Six more bodies may be buried in Jersey home

JERSEY: MORE BODIES may be buried at a former children's home in Jersey, where a youngster's remains were found by detectives…

JERSEY:MORE BODIES may be buried at a former children's home in Jersey, where a youngster's remains were found by detectives investigating allegations of widespread child abuse on the island, police said yesterday.

The remains were found under a thick concrete floor inside the Victorian mansion, beside scraps of fabric, a button and what appeared to be a hair clip. It is believed the child's skull was among the remains found.

Yesterday Lenny Harper, the senior investigating officer, said a sniffer dog that found the first remains had identified six other potential burial sites in and around the home.
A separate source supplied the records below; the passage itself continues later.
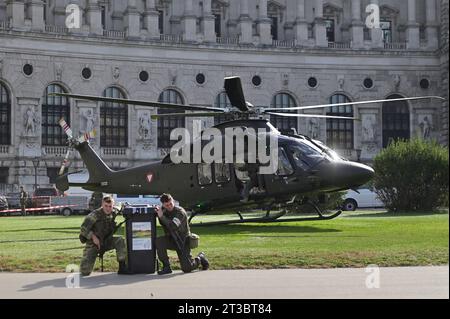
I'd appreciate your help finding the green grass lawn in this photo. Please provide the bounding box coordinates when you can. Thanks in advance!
[0,211,449,272]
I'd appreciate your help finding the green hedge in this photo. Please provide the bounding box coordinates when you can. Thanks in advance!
[373,138,449,211]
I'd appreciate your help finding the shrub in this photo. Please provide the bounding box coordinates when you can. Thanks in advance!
[373,138,449,211]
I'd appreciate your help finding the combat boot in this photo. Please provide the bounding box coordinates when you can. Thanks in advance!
[117,261,131,275]
[158,265,172,275]
[197,252,209,270]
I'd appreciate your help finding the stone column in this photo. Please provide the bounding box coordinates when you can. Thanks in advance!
[406,0,420,49]
[355,108,382,162]
[425,0,439,49]
[370,0,384,48]
[256,0,272,45]
[87,0,103,35]
[124,0,141,38]
[351,0,364,49]
[31,0,44,31]
[145,0,159,39]
[202,0,216,42]
[295,0,308,45]
[238,0,253,44]
[6,0,25,29]
[181,0,197,42]
[314,0,328,47]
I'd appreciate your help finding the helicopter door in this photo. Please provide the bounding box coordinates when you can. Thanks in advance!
[264,147,295,194]
[234,163,266,197]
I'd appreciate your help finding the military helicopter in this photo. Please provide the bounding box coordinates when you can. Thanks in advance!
[52,77,442,225]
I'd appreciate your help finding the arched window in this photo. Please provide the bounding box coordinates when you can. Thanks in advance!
[327,94,353,149]
[214,92,234,125]
[383,94,410,147]
[270,93,298,134]
[100,86,128,147]
[158,89,185,148]
[0,82,11,145]
[42,84,70,146]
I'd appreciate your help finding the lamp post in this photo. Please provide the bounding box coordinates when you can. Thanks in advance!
[33,157,39,190]
[356,149,361,162]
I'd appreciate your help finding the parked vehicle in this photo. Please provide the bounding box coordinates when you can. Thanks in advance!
[6,193,33,209]
[343,186,384,211]
[0,196,9,211]
[50,196,89,216]
[31,187,59,207]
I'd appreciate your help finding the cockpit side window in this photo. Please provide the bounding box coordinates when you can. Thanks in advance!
[214,163,231,183]
[275,147,294,176]
[197,164,212,185]
[289,141,325,170]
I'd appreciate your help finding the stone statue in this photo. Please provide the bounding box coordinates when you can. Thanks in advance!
[113,66,120,80]
[362,114,376,142]
[55,62,62,81]
[392,74,401,91]
[24,107,39,136]
[308,119,320,139]
[81,109,95,133]
[338,77,345,91]
[419,115,433,140]
[138,112,152,140]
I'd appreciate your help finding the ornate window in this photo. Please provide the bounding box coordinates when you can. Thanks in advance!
[327,94,353,149]
[42,84,70,146]
[383,94,410,147]
[214,92,234,125]
[267,1,285,40]
[270,93,298,134]
[0,82,11,145]
[100,86,128,147]
[158,89,185,148]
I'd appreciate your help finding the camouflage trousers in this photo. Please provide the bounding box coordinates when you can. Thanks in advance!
[155,236,200,272]
[80,237,127,276]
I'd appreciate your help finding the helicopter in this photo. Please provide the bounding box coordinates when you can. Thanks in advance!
[51,76,443,225]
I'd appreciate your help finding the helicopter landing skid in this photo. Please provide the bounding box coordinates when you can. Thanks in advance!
[189,202,342,226]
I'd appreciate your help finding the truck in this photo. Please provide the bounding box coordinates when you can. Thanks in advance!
[50,196,90,216]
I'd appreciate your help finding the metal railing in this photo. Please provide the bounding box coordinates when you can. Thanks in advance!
[45,25,69,34]
[0,21,9,30]
[384,42,406,50]
[272,40,297,48]
[44,146,67,157]
[159,34,183,43]
[216,37,239,45]
[103,30,127,39]
[0,145,9,154]
[102,147,127,156]
[328,42,351,49]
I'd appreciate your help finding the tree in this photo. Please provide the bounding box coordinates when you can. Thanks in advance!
[373,138,449,211]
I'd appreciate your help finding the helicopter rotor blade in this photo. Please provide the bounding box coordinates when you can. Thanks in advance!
[59,118,73,139]
[58,148,70,176]
[264,95,445,112]
[77,129,97,143]
[48,93,223,112]
[265,112,360,121]
[224,76,249,112]
[150,112,224,120]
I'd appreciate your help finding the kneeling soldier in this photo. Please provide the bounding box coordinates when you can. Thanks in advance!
[80,196,128,276]
[156,194,209,275]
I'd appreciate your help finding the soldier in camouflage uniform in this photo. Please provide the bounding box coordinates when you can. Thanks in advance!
[80,196,127,276]
[155,194,209,275]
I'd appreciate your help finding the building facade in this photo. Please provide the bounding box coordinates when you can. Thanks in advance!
[0,0,448,189]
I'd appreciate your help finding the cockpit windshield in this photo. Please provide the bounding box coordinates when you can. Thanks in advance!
[289,140,326,170]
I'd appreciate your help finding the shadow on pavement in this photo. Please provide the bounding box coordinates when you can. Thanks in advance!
[19,272,189,292]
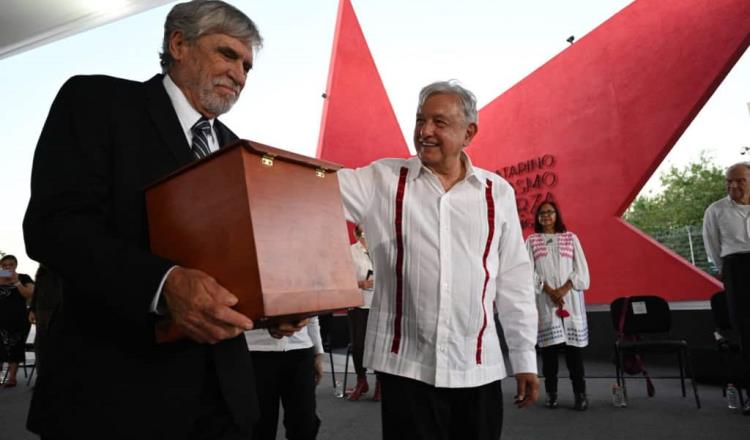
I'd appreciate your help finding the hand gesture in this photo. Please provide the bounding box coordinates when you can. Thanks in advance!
[313,353,323,385]
[162,267,253,344]
[268,318,310,339]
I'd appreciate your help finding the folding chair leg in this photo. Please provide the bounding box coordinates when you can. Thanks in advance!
[615,344,622,386]
[26,362,36,386]
[343,344,352,394]
[617,349,628,399]
[685,349,701,409]
[677,348,687,397]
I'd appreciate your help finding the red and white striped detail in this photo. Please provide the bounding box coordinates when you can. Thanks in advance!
[476,179,495,364]
[391,167,409,353]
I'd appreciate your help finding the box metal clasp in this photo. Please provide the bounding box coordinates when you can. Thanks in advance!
[260,154,273,167]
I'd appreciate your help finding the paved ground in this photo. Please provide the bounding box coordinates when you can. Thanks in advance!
[0,355,750,440]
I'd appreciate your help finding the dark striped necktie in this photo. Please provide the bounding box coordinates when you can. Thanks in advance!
[190,116,211,159]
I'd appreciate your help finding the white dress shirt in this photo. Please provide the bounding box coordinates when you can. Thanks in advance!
[351,242,375,309]
[338,154,537,388]
[245,316,323,354]
[703,196,750,271]
[526,232,589,347]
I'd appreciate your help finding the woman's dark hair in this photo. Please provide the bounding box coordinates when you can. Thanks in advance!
[0,254,18,264]
[534,200,568,232]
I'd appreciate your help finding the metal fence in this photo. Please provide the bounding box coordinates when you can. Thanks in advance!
[651,225,718,275]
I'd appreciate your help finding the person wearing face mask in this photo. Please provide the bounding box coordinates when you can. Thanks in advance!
[526,201,589,411]
[0,255,34,388]
[703,162,750,415]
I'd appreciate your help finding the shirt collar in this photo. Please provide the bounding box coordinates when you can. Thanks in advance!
[162,74,214,141]
[406,151,487,189]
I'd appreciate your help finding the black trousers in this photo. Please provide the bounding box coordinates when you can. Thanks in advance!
[540,343,586,393]
[722,253,750,392]
[349,308,370,378]
[252,348,320,440]
[378,373,503,440]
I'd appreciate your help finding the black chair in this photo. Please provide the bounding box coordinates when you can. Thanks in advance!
[0,342,36,386]
[711,291,747,406]
[318,312,352,397]
[610,295,701,409]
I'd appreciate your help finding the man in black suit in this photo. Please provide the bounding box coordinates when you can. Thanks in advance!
[24,0,305,439]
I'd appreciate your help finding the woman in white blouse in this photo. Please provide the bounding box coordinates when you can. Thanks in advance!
[526,201,589,411]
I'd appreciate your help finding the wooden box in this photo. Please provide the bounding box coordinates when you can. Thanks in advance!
[146,141,362,336]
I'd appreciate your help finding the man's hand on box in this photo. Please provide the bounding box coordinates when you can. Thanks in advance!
[162,267,253,344]
[268,318,310,339]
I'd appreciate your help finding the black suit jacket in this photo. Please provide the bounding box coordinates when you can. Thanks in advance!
[24,75,258,439]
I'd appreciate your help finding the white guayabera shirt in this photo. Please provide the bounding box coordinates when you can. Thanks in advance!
[703,196,750,270]
[338,155,537,388]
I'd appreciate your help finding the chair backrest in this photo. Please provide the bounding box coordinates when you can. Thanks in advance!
[609,295,672,334]
[318,314,349,351]
[711,290,732,330]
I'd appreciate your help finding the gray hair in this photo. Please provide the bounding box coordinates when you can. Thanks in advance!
[726,162,750,174]
[159,0,263,73]
[417,79,478,124]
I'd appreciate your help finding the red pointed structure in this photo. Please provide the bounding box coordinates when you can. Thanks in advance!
[467,0,750,303]
[317,0,409,167]
[319,0,750,303]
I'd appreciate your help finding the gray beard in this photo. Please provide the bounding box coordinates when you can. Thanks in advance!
[201,93,237,116]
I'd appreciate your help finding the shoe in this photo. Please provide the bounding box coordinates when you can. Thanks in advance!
[349,378,370,400]
[575,393,589,411]
[372,380,380,402]
[544,393,557,409]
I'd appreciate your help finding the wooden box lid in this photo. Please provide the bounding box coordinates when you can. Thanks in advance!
[146,140,362,336]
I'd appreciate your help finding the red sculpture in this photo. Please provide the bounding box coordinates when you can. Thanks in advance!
[318,0,750,304]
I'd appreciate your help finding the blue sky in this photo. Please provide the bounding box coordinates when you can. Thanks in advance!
[0,0,750,273]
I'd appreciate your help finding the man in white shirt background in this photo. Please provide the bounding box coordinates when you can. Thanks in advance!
[245,316,323,440]
[338,81,539,440]
[703,162,750,415]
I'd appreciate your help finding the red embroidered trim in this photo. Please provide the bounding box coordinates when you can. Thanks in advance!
[391,167,409,353]
[477,179,495,364]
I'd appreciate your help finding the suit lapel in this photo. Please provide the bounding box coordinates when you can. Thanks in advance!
[144,75,194,167]
[214,119,239,148]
Radar equipment had confirmed areas of interest and he said he could not rule out the possibility that "half a dozen" bodies might be found. "There could be six, but it could be higher than that," Mr Harper said.

READ MORE

The officer in charge of the case said bones were found on the premises about five years ago. At the time, it was assumed they were animal bones, but in light of the new findings, the police hoped to examine them - if they can find them. "They have gone missing," said Mr Harper.

The search at the former home, Haut de la Garenne, is expected to take several weeks, and it will be at least a fortnight before the age and sex of the child whose remains have been found, and when he or she died, can be established.

Mr Harper said identifying the child could be difficult, as the records relating to the home were not complete. Police are sifting through missing people's reports going back almost 50 years.

The discovery of the remains on Saturday came after Jersey police last Tuesday began a forensic search of the building, now a youth hostel. "We got information from three different sources that there may well be human remains here," said Mr Harper, speaking outside the home in St Martin.

The abuse investigation, one of the biggest in the history of the Channel island, began more than a year ago after an earlier inquiry into allegations of abuse connected to the Sea Cadet Corps on Jersey. Police spotted links between suspects in the Sea Cadet case and a number of institutions on Jersey, including Haut de la Garenne. For 12 months, officers worked covertly on the case before going public last November and appealing for any alleged victims of abuse to contact them.

Since then, police have taken statements from about 140 alleged victims who claim to have been abused while at Haut de la Garenne, as well as 40 suspects. Most of these suspects were "respected figures of the establishment" who worked at the home in "positions of responsibility", Mr Harper said.

The allegations date back to the 1940s and up to 1986, when the home was closed, but the bulk of complainants claim they were abused in the 1960s, said Mr Harper.

"Allegations range from physical assaults right through to rape. It is difficult to envisage more horrific crimes than some of those that are alleged to have been carried out here," he said.

So far, one man has been charged with three indecent assaults on girls under the age of 16, allegedly committed while he worked at Haut de la Garenne.

But police yesterday said he was not suspected of any other crimes, and was not linked to the remains discovered at the weekend.

Jersey senator Stuart Syvret claimed there was a "culture of cover-up and concealment" within the island's government, the States of Jersey. "There has been a long-running systematic failure of child protection on the island."

He said he had heard of abuse dating from the end of the second World War up to the 1990s at Haut de la Garenne and other homes.